Prescription Drug Abuse: How I Got Addicted to Painkillers
Beating the Addiction
Like most women who get hooked on these pills, Lisa struggled in her effort to get clean, suffering a relapse a few weeks after her first stint in detox, followed by a second attempt to end the drug abuse in February 2006. Since then, everything seems to be working. For two years, she took doctor-prescribed Suboxone, an opioid maintenance drug like methadone that kept withdrawal symptoms at bay but didn't allow her to get high. And since March of 2008, she's been completely pill-free. "I couldn't stand going through detox again," she says. "That, along with my husband and kids, is what I think about when I start to falter." To help keep herself clean, Lisa no longer handles the family finances, so she doesn't have a way to hide her spending habits. She asked her husband to install a software filter on the computer, so she can't browse for online pharmacies. And she regularly attends Narcotics Anonymous meetings.
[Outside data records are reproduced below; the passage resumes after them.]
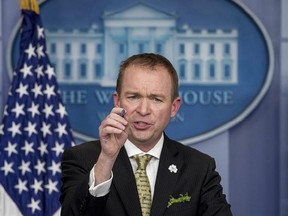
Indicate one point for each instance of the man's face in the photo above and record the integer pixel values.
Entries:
(146, 96)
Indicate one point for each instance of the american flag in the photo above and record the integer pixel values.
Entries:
(35, 128)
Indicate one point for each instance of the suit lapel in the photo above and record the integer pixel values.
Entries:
(166, 179)
(124, 182)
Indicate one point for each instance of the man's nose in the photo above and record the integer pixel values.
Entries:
(143, 106)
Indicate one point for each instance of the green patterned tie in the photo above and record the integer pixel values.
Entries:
(142, 183)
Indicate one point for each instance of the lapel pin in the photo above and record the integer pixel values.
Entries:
(173, 168)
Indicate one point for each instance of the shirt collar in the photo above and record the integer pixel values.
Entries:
(132, 150)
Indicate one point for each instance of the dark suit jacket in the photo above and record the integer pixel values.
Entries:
(195, 176)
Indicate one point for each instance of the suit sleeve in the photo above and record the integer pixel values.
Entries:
(75, 197)
(213, 201)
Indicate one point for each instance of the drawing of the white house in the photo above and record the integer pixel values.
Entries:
(200, 56)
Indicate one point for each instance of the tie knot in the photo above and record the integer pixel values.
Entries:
(142, 161)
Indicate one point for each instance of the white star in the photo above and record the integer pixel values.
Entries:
(34, 109)
(24, 167)
(48, 110)
(45, 129)
(7, 168)
(61, 110)
(31, 128)
(40, 167)
(54, 168)
(49, 91)
(30, 51)
(11, 148)
(22, 90)
(2, 129)
(34, 205)
(26, 70)
(39, 71)
(59, 148)
(40, 32)
(39, 51)
(43, 148)
(61, 129)
(15, 129)
(51, 186)
(37, 186)
(28, 148)
(173, 168)
(18, 109)
(50, 71)
(37, 90)
(21, 186)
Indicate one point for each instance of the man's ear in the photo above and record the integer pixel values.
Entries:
(175, 106)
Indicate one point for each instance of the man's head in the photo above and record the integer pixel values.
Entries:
(149, 60)
(147, 88)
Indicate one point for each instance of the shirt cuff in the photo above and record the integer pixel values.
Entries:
(100, 189)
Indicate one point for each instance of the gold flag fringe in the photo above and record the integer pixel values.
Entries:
(29, 5)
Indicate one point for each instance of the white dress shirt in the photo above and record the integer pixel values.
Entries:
(151, 169)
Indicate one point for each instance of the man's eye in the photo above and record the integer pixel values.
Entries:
(132, 96)
(157, 99)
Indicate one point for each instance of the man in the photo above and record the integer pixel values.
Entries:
(98, 176)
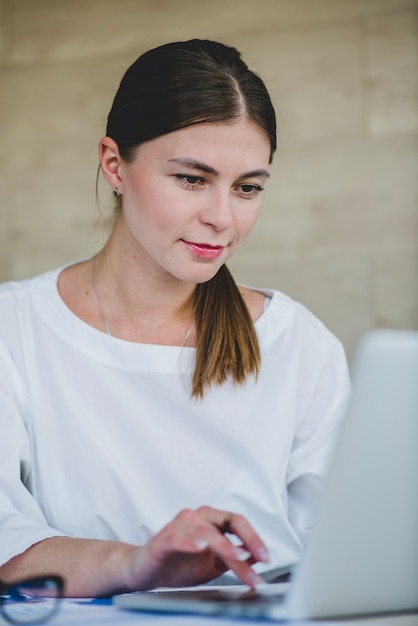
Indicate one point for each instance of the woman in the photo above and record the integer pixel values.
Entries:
(161, 425)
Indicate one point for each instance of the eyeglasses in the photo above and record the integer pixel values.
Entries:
(33, 601)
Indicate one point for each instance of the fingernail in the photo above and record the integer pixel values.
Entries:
(255, 580)
(201, 544)
(241, 555)
(263, 555)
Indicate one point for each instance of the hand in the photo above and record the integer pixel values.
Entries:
(193, 549)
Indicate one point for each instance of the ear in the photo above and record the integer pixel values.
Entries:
(110, 162)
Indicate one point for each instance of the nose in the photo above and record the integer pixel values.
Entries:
(217, 210)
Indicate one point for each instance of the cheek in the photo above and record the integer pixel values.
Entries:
(246, 221)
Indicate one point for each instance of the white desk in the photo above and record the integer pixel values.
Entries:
(86, 613)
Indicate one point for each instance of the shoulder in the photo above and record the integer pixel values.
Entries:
(287, 321)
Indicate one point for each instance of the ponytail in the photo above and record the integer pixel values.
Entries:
(227, 344)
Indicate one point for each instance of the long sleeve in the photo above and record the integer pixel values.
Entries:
(22, 523)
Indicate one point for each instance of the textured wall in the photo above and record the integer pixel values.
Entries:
(339, 228)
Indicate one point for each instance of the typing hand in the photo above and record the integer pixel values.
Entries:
(193, 549)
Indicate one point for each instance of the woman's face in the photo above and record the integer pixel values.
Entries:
(191, 197)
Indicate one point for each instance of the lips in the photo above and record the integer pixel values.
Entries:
(203, 250)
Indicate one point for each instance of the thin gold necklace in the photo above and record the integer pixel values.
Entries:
(102, 315)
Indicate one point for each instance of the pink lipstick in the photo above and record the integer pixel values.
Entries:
(204, 250)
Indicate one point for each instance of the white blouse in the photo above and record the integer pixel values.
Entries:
(100, 438)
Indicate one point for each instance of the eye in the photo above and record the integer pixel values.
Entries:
(249, 190)
(190, 181)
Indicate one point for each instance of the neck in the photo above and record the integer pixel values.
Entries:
(136, 306)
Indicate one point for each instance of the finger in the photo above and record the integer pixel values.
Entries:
(234, 523)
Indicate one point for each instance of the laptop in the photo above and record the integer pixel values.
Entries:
(362, 556)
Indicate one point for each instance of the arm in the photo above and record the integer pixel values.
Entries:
(190, 550)
(315, 440)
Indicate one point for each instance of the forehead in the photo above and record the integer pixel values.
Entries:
(241, 142)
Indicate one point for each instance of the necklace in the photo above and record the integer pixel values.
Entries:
(102, 315)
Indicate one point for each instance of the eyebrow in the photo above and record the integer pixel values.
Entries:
(197, 165)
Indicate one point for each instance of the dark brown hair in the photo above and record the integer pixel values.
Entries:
(171, 87)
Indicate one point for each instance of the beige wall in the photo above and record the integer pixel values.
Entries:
(339, 229)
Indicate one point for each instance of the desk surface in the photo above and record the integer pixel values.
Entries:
(103, 613)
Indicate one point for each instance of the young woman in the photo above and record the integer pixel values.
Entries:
(161, 425)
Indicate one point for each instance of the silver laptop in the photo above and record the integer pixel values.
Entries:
(362, 556)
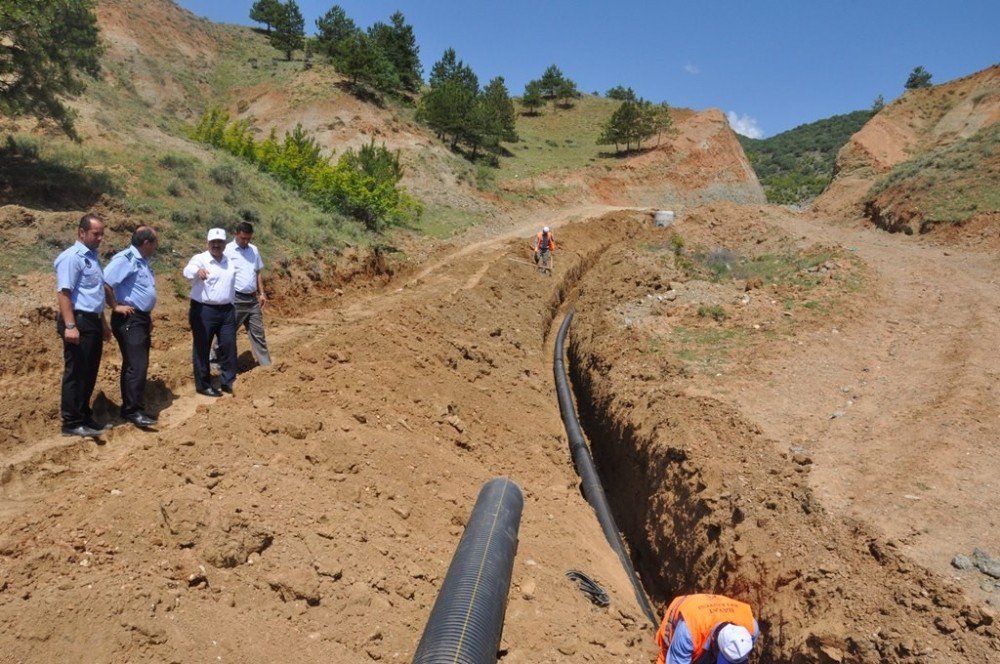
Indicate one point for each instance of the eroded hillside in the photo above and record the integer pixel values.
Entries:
(930, 159)
(784, 408)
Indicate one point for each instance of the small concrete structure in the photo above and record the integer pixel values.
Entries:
(663, 218)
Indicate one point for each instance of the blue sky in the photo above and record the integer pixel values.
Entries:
(770, 65)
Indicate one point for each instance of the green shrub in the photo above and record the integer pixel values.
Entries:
(715, 311)
(362, 184)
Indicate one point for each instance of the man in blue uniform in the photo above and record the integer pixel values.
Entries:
(131, 284)
(81, 325)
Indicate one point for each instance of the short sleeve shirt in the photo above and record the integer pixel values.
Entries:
(78, 270)
(132, 279)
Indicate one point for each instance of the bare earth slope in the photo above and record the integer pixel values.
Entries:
(314, 514)
(919, 122)
(819, 442)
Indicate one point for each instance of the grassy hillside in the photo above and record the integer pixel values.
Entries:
(796, 165)
(946, 185)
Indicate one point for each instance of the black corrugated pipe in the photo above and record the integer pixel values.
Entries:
(593, 491)
(467, 619)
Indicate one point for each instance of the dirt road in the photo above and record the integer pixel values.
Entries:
(314, 514)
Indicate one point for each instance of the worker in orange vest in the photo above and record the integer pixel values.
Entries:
(543, 244)
(706, 629)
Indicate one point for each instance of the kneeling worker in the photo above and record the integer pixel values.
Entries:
(706, 629)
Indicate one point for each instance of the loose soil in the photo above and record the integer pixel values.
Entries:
(822, 450)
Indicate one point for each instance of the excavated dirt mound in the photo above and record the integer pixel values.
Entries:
(314, 514)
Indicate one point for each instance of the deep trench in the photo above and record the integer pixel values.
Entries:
(674, 537)
(655, 496)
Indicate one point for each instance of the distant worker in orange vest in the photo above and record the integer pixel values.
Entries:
(706, 629)
(544, 247)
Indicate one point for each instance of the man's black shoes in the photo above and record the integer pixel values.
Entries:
(81, 430)
(140, 420)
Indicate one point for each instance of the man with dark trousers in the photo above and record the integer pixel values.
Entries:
(212, 314)
(81, 325)
(130, 282)
(250, 296)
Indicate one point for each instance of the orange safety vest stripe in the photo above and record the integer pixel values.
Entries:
(538, 242)
(702, 614)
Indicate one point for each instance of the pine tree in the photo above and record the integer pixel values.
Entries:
(493, 119)
(565, 91)
(333, 29)
(621, 93)
(289, 29)
(267, 12)
(550, 81)
(45, 47)
(532, 99)
(399, 45)
(919, 78)
(364, 63)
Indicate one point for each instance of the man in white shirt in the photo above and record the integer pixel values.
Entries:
(212, 314)
(250, 296)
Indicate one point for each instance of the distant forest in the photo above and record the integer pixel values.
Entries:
(796, 166)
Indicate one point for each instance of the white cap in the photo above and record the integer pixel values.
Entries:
(735, 644)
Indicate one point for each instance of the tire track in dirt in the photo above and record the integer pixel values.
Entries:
(898, 408)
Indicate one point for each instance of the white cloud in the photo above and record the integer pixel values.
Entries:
(744, 125)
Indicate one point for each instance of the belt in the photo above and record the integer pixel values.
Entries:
(86, 314)
(214, 306)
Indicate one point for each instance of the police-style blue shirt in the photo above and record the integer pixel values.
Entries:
(132, 279)
(78, 270)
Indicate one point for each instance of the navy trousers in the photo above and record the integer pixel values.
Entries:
(81, 364)
(208, 322)
(133, 335)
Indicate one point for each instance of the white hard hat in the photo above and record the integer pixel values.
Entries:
(735, 644)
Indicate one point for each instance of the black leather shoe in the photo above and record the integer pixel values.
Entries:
(82, 430)
(92, 423)
(140, 420)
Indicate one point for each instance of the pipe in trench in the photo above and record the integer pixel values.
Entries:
(466, 622)
(593, 491)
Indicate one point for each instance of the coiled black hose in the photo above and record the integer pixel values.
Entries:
(593, 491)
(466, 622)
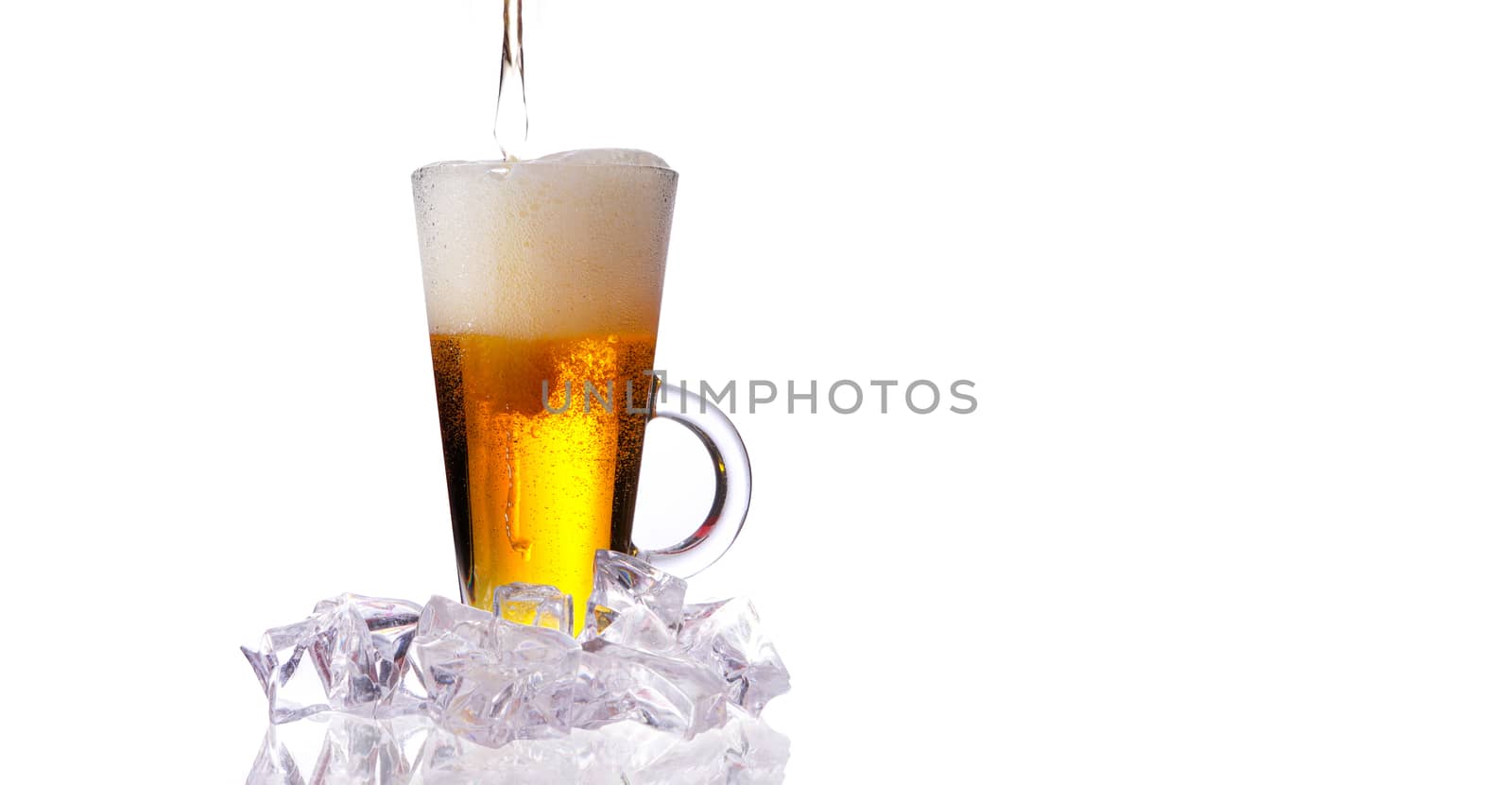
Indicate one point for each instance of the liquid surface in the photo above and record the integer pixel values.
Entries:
(534, 492)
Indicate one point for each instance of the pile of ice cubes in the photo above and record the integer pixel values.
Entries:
(514, 674)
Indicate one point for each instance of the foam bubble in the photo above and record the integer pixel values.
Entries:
(605, 156)
(566, 246)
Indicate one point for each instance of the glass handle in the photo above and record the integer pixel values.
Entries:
(732, 483)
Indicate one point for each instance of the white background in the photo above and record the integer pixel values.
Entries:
(1231, 281)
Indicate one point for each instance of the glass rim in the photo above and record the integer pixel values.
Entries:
(503, 163)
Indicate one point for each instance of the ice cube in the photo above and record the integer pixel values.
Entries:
(619, 682)
(534, 606)
(493, 681)
(728, 637)
(622, 581)
(348, 656)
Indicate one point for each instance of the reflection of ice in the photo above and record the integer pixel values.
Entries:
(413, 750)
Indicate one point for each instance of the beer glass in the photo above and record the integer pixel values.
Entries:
(543, 286)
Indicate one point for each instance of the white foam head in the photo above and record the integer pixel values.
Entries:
(566, 246)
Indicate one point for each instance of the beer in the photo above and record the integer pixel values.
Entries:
(543, 276)
(539, 483)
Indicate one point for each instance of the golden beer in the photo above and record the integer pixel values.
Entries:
(543, 274)
(537, 485)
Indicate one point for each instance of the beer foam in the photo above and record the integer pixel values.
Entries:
(564, 246)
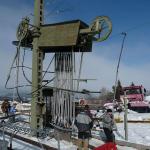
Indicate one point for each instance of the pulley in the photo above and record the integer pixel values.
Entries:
(23, 29)
(101, 28)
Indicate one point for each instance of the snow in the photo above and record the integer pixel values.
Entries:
(147, 98)
(138, 133)
(20, 145)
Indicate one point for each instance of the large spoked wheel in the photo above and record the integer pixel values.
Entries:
(101, 28)
(22, 30)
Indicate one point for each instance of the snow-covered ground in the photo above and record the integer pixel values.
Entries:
(138, 133)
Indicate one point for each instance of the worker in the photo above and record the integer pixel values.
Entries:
(5, 107)
(12, 112)
(109, 125)
(84, 124)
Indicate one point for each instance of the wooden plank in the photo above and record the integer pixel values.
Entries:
(129, 144)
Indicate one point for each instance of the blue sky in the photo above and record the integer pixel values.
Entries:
(130, 16)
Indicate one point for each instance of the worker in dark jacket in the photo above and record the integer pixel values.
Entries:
(109, 125)
(84, 124)
(5, 107)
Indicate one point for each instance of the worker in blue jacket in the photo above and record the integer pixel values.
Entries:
(84, 124)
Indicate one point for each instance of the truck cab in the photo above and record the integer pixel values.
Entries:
(136, 96)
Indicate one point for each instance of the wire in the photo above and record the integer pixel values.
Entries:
(48, 67)
(131, 29)
(23, 69)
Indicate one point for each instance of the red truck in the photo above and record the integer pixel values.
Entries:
(136, 96)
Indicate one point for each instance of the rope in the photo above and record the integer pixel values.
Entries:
(117, 71)
(124, 36)
(78, 80)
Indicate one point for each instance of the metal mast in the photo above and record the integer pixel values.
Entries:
(38, 105)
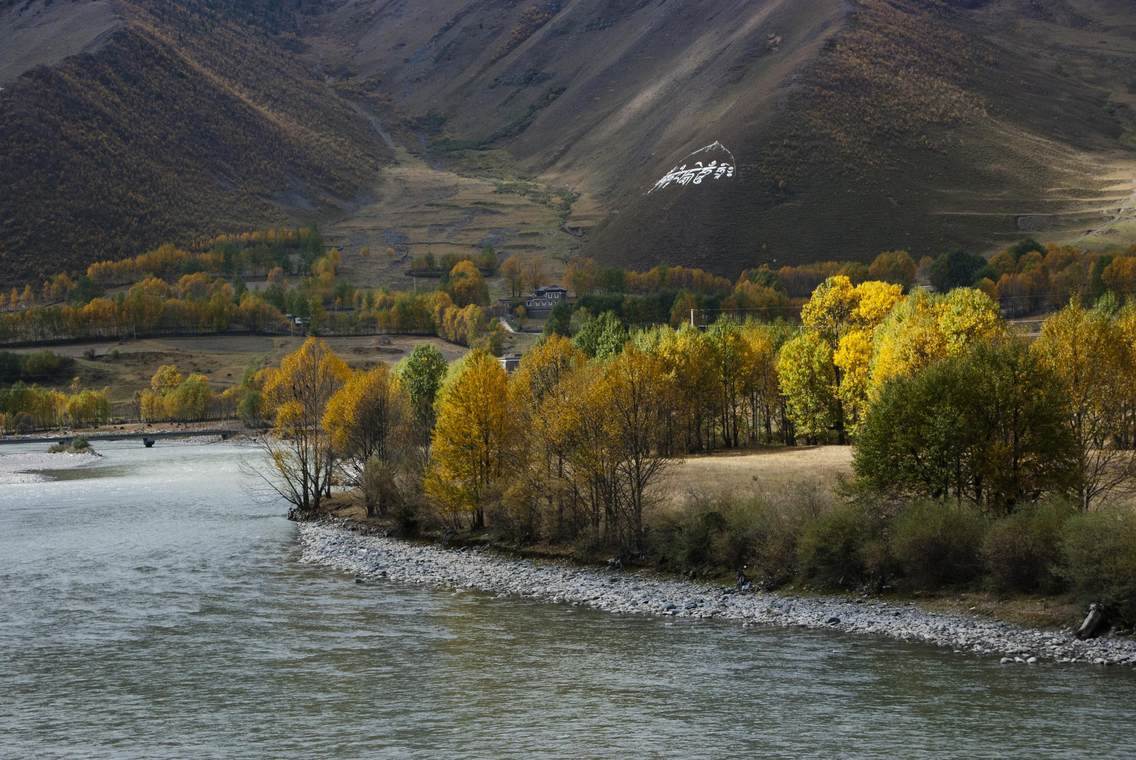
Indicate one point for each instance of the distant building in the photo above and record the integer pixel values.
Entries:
(545, 299)
(510, 361)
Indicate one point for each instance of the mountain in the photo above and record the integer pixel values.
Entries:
(546, 125)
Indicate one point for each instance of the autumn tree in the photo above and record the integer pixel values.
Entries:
(985, 426)
(472, 439)
(300, 449)
(925, 327)
(420, 375)
(1086, 350)
(895, 267)
(602, 336)
(537, 478)
(514, 274)
(367, 419)
(824, 370)
(640, 394)
(467, 286)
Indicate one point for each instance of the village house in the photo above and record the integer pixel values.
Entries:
(510, 361)
(545, 299)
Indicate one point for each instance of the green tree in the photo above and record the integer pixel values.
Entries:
(986, 426)
(955, 269)
(601, 337)
(1087, 351)
(422, 374)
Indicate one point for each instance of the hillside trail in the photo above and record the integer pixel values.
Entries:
(423, 205)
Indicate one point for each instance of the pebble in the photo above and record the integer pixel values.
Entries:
(333, 544)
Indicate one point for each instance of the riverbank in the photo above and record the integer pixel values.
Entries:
(333, 543)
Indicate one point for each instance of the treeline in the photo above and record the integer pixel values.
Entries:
(27, 408)
(169, 300)
(1025, 278)
(170, 397)
(979, 460)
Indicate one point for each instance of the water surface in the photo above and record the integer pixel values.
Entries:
(151, 606)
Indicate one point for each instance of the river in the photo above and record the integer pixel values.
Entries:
(152, 604)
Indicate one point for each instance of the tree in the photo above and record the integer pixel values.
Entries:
(925, 327)
(514, 274)
(807, 376)
(300, 450)
(955, 269)
(895, 267)
(422, 374)
(559, 322)
(640, 395)
(366, 420)
(601, 336)
(842, 317)
(537, 476)
(1087, 352)
(985, 426)
(472, 439)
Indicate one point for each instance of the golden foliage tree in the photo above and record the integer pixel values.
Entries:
(367, 420)
(1087, 351)
(300, 449)
(472, 439)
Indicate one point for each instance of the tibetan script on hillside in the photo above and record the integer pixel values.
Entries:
(699, 172)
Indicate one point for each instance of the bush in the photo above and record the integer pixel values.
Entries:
(1099, 550)
(381, 490)
(23, 423)
(729, 535)
(1022, 551)
(937, 544)
(835, 548)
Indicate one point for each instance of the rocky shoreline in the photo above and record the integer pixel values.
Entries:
(333, 543)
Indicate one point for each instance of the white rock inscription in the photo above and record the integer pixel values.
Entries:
(685, 174)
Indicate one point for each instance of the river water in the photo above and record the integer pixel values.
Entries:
(152, 606)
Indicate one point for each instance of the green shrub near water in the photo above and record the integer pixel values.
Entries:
(841, 548)
(938, 544)
(1022, 551)
(1099, 550)
(752, 535)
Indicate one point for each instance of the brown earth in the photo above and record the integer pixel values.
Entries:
(444, 125)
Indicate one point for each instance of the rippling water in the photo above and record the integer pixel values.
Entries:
(151, 607)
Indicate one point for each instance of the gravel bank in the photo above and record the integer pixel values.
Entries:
(21, 468)
(642, 593)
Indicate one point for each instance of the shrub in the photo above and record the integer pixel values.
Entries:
(683, 539)
(731, 535)
(1022, 551)
(834, 549)
(379, 487)
(23, 423)
(1099, 550)
(937, 544)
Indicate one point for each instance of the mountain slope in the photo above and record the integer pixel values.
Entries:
(851, 127)
(183, 120)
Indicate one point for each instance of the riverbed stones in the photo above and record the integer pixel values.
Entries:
(644, 593)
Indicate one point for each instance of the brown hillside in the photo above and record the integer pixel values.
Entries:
(182, 122)
(854, 126)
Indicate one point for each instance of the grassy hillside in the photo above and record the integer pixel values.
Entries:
(184, 120)
(540, 125)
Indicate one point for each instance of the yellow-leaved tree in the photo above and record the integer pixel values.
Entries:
(926, 327)
(823, 372)
(368, 422)
(1087, 351)
(300, 449)
(537, 482)
(473, 437)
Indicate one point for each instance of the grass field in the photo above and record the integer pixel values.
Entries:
(771, 475)
(126, 366)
"I know I'm lucky to have recognized my problem before I lost everything," she says. "Now, the terror of addiction ruining my health has made me more focused on treating my body right." For Lisa, that means getting back to the thing that's always made her feel good: working out. "When I experience that horrible fatigue, I get on my treadmill or go to the gym," she says. "I feel better afterward. Every day is a challenge. But I'm getting stronger. Every day is an opportunity to get it right."